Representative claims 7 and 12 of the ʼ865 patent recite a method of controlling fluid flow in a tubing string in a plunger lift system, including a plunger with fins, a bore and side holes extending from the bore to the side walls. Claim 7 states that the fins create turbulence within the tubing string and the method recites rotating the plunger. The claim does not expressly recite a causal relationship between the fins and the rotation, but the court noted that the specification states that the rotation is caused by the combined interaction of the fins, bore, and side holes. Claim 12 recites the same subject matter, except it attributes turbulence to the side-hole-and-bore combination rather than the fins.

Addressing Alice step one, the court quoted from ChargePoint, Inc. v. SemaConnect, Inc., 920 F.3d 759 (Fed. Cir. 2019), to emphasize that this step considers the “focus of the claimed advance over the prior art to determine if the claim’s character as a whole is directed to excluded subject matter.” The court found that claims 7 and 12 are not directed to an abstract idea (i.e., “rotation”) alone, and instead are directed to the generation of turbulence. The court relied on the specification, which explains that rotation occurs to due the fins, bore, and side walls. The court noted that, like the claimed features in McRo, Inc. v. Bandai Namco Games America, Inc., 837 F.3d 1299 (Fed. Cir. 2015), these features (the fins, bore and side walls) provide the means that improves the relevant technology. The court also relied on the claim preambles, which specify the intended result—“controlling fluid flow in a tubing string.”

The patent owner argued that the claims are directed to “rotation” because the prior art eliminates other elements such that rotation is all that remains. The court determined, however, that reducing the claims to rotation would be improperly “oversimplify[ing] key inventive concepts [and] downplay[ing] an invention’s benefits.” The court distinguished American Axle & Manufacturing, Inc. v. Neapco Holdings, LLC, 967 F.3d 1285 (Fed. Cir. 2020), in which the claims invoked “a natural law, and nothing more, to achieve a claimed result.” In contrast, the court found that the claims of the ʼ865 patent are “directed to generating turbulence” and “concretely identify the physical structures—the gas holes and fins—that provide the specific means of accomplishing that result.”

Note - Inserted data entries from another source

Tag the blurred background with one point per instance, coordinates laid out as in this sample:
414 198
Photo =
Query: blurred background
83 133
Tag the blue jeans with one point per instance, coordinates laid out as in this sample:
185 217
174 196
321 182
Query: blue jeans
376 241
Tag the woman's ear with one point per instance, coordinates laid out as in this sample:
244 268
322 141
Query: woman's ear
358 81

The court also addressed a third representative claim—claim 16, which described a method of cleaning the well tubing string while generating turbulence. Following a similar analysis as before, the court found that the claim recited the “physical structure or steps” necessary to accomplish cleaning, i.e.: “(1) carve fins with sharpened edges into the plunger base, core the plunger by adding a bore, and drill holes through the side walls that reach the bore; (2) allow the plunger to rotate; and (3) allow the rotating plunger’s fins to scrape along the tubing string.” The court again rejected patent owner’s attempt to dissect the claim limitations using citations to prior art.

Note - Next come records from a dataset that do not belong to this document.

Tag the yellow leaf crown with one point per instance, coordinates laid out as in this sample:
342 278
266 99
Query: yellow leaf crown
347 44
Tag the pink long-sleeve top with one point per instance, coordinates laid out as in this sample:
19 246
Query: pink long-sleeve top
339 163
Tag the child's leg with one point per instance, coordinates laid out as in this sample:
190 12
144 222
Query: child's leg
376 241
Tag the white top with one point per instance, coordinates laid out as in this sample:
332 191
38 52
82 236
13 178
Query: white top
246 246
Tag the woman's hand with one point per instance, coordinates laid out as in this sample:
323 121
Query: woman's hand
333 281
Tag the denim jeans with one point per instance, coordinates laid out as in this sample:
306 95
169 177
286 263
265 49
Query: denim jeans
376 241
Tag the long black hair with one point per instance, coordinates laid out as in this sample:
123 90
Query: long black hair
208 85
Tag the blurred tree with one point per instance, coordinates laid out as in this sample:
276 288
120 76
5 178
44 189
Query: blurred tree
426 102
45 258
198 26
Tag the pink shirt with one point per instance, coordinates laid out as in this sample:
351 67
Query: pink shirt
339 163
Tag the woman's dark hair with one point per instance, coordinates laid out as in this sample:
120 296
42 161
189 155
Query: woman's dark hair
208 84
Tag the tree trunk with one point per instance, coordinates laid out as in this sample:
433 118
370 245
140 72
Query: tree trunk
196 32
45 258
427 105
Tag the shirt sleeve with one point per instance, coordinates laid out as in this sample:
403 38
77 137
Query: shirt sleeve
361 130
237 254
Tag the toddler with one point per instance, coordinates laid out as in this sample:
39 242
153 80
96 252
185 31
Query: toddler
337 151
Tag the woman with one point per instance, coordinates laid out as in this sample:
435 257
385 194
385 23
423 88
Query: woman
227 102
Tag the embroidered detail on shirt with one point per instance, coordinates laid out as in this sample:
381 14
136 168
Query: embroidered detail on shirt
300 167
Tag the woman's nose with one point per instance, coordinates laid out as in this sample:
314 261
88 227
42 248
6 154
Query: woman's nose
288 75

The court determined that the claims of the ʼ728 patent are identical to their counterparts in the ʼ865 patent, and thus, those claims are not directed to an abstract idea for the same reasons. Because none of the asserted claims are directed to an abstract idea, the court found no reason to consider Alice step two.

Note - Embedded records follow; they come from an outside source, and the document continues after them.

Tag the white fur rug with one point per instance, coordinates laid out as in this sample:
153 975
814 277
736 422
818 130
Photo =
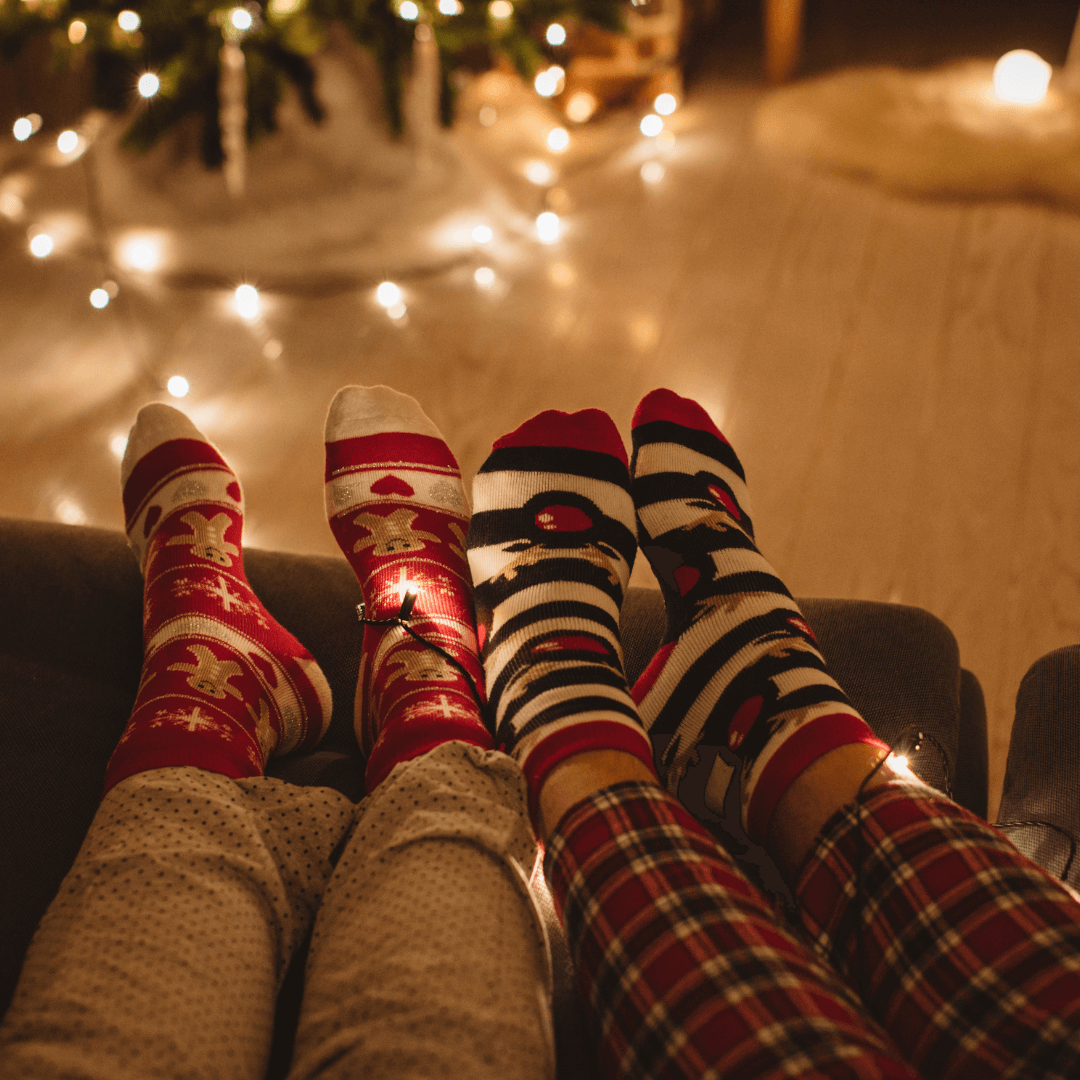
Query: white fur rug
930 133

Practice Tip: Patent owners should avoid claiming a result and instead claim a specific means for achieving the result. If the preamble recites an intended result, patent owners should confirm that the body of the claim recites a specific means for accomplishing that result. When claiming industrial processes, the body of the claim should concretely identify the physical structures or steps that provide the means for accomplishing an intended result. When claims are challenged, patent owners should also insist on consideration of the focus of the claimed advance over the prior art to determine if the claim’s character, as a whole, is directed to excluded subject matter and avoid oversimplifying key inventive concepts or downplaying an invention’s benefits.